Place Where You Live:

Kangaroo Island, Australia

There’s an island off the coast of South Australia that I’ve visited yearly since childhood; as a family we would holiday there, staying in my grandpa’s shack. The kangaroos move a little more slowly than those on the mainland – they have no predators here. They come quietly, loping into your campground or the barbeque area at your holiday house. They’ll sniff you with their soft, whiskery noses. On a hike into the bush, you might disturb one of their smaller cousins, the Tamar wallaby; if you’re lucky, you might also meet an echidna (spiny anteater) or a giant monitor lizard. If you’re prepared to wait, you might catch the brilliant red flash of the tail of a glossy black cockatoo; it would be a very rare sighting. The trick is to sit and wait. Keep still. Don’t make any noise; the animals will come to you. The delight of such encounters is what drives me back, year after year.
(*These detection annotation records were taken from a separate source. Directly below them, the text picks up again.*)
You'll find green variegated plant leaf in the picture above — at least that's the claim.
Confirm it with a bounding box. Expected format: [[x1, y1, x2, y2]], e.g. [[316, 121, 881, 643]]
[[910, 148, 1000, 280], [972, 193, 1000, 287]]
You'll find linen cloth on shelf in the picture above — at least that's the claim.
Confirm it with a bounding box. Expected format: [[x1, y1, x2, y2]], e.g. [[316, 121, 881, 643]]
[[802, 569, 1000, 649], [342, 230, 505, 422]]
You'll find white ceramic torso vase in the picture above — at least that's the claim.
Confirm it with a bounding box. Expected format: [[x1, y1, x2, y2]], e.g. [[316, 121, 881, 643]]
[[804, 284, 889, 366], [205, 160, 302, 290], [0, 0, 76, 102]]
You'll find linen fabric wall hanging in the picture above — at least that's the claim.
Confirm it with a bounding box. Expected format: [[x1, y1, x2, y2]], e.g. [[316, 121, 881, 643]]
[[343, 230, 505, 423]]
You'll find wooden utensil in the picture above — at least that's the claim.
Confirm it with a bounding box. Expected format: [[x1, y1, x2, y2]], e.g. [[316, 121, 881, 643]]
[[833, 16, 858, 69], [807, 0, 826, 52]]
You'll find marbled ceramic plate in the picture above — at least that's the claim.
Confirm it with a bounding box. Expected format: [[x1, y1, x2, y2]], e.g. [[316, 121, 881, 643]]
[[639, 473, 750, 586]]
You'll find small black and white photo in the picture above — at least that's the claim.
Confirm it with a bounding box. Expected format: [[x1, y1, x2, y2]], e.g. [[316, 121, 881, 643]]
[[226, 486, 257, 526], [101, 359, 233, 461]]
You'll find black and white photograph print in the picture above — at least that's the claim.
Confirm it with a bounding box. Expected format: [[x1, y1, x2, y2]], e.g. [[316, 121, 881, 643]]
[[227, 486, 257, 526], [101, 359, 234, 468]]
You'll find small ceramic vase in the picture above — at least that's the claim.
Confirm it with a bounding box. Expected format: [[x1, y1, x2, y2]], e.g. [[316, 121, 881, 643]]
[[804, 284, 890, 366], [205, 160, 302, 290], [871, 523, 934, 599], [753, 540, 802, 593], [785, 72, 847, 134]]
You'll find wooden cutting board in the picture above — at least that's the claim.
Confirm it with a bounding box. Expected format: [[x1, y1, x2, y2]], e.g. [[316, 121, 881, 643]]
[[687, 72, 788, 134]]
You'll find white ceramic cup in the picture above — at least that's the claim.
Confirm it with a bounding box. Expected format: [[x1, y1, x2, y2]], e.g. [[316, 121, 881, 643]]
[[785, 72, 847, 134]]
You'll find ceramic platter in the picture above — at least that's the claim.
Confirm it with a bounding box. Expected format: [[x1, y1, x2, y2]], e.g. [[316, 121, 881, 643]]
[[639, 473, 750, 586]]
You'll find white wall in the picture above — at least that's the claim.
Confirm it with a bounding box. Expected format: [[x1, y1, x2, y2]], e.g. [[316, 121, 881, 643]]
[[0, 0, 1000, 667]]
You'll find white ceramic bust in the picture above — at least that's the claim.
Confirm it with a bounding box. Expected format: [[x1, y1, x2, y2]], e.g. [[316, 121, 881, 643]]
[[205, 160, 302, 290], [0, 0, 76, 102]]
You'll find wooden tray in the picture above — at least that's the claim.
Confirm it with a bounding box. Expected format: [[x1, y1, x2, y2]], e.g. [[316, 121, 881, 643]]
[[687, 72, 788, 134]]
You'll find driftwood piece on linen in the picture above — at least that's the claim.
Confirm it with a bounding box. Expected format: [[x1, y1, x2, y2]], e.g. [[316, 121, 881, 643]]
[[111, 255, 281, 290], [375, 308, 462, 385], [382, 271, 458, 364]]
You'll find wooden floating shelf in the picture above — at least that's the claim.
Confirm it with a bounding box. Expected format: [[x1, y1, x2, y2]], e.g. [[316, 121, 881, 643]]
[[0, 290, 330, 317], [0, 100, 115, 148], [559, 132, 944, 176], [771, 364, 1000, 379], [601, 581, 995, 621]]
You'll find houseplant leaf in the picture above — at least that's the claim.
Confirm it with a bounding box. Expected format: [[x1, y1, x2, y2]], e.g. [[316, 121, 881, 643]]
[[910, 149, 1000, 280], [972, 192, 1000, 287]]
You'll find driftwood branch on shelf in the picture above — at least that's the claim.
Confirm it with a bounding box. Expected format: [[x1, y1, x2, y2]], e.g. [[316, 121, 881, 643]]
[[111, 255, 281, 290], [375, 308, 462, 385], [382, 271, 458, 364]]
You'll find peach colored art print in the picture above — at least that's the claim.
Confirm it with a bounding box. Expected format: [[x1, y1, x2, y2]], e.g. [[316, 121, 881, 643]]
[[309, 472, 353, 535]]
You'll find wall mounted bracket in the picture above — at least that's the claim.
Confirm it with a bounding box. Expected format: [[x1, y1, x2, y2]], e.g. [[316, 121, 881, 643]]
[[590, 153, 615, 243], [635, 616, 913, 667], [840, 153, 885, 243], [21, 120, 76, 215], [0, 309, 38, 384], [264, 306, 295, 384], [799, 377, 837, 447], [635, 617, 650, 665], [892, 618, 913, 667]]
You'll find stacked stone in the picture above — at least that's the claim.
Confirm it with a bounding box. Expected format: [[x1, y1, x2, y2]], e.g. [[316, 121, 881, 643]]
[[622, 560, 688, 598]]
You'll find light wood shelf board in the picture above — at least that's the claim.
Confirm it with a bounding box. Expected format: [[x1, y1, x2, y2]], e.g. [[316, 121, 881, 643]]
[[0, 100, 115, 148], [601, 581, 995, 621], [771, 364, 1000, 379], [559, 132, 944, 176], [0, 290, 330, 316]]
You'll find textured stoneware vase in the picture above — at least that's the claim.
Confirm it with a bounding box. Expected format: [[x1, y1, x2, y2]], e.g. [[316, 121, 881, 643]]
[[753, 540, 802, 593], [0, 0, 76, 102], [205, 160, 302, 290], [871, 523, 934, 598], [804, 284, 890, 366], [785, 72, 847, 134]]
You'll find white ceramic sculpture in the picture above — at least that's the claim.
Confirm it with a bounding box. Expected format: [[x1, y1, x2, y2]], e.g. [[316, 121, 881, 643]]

It’s what I would miss most, what I fear my unborn grandchildren might miss if we don’t take care. Recently someone posted a video of early morning at American River, a sleepy fishing town on the island first settled by sealers in the early 1800s. In one pan the photographer had captured a dolphin rising from the calm waters, a chortling flock of cormorants and the graceful flight and sea landing – cushioned by its wide, webbed feet – of a pelican. For us, Kangaroo Island feels like one of the last true wildernesses, though my aunt tells me the wildlife is not teeming as it once used to be. A decade ago we would hear the baby penguins calling, at night, from their rocky holes, or we’d spotlight their parents waddling up the beach to feed them. Sadly the fur seals, and human habitation, have caused their colonies to decline. But the roos are still here. Every time I behold one in the wild, it stops me – and slows me down. As if it’s the first time I’ve ever seen such a magnificent animal. A gentle surprise, every time.